A educação brasileira acaba de ganhar mais um capítulo de polêmica e debate intenso.
O deputado federal Kim Kataguiri (União-SP) apresentou o Projeto de Lei nº 4.758/2025, que pode afetar diretamente milhares de famílias beneficiárias de programas sociais.
A proposta prevê que famílias poderão ter pagamentos suspensos — incluindo o Bolsa Família — caso filhos matriculados em escolas cometam agressões físicas ou verbais contra professores e profissionais da educação.
Segundo o texto, a suspensão poderia durar até 12 meses.
Para isso, seria necessário que o ato fosse comprovado em processo administrativo dentro da escola.

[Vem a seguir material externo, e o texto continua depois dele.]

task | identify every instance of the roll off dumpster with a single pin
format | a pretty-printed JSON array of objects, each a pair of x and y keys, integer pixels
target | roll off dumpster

Após a conclusão do processo, a instituição deveria comunicar o Conselho Tutelar e os órgãos gestores dos benefícios sociais.
Na prática, trata-se de vincular o comportamento escolar dos filhos à manutenção do benefício recebido pela família.
A medida é inédita e, inevitavelmente, desperta reações divergentes.
Defensores do projeto argumentam que a iniciativa busca valorizar o papel do professor.
Afinal, casos de agressão a educadores têm crescido, revelando um ambiente escolar cada vez mais hostil.
Sob essa ótica, responsabilizar financeiramente as famílias poderia estimular maior acompanhamento e disciplina dos filhos.
Por outro lado, críticos enxergam um risco de punição coletiva.
A suspensão de benefícios sociais recairia não apenas sobre o estudante agressor, mas sobre toda a família.
Isso inclui irmãos pequenos, pais desempregados e até avós que dependem da renda do programa.
Além disso, especialistas em políticas públicas lembram que o Bolsa Família tem caráter alimentar.
Cortar o auxílio poderia agravar situações de vulnerabilidade e fome.
A proposta levanta ainda questionamentos jurídicos.
O Brasil adota o princípio da intranscendência da pena: ninguém deve ser punido por ato cometido por outro.
Nesse caso, pais e irmãos estariam sendo penalizados pela conduta individual do estudante.
Apesar das críticas, a discussão não é irrelevante.
Ela escancara a dificuldade do país em lidar com a violência escolar e em garantir respeito aos profissionais da educação.
O projeto agora tramita na Câmara dos Deputados e deve enfrentar debates intensos antes de qualquer votação.
Enquanto isso, a pergunta permanece: qual é o limite entre responsabilizar e punir?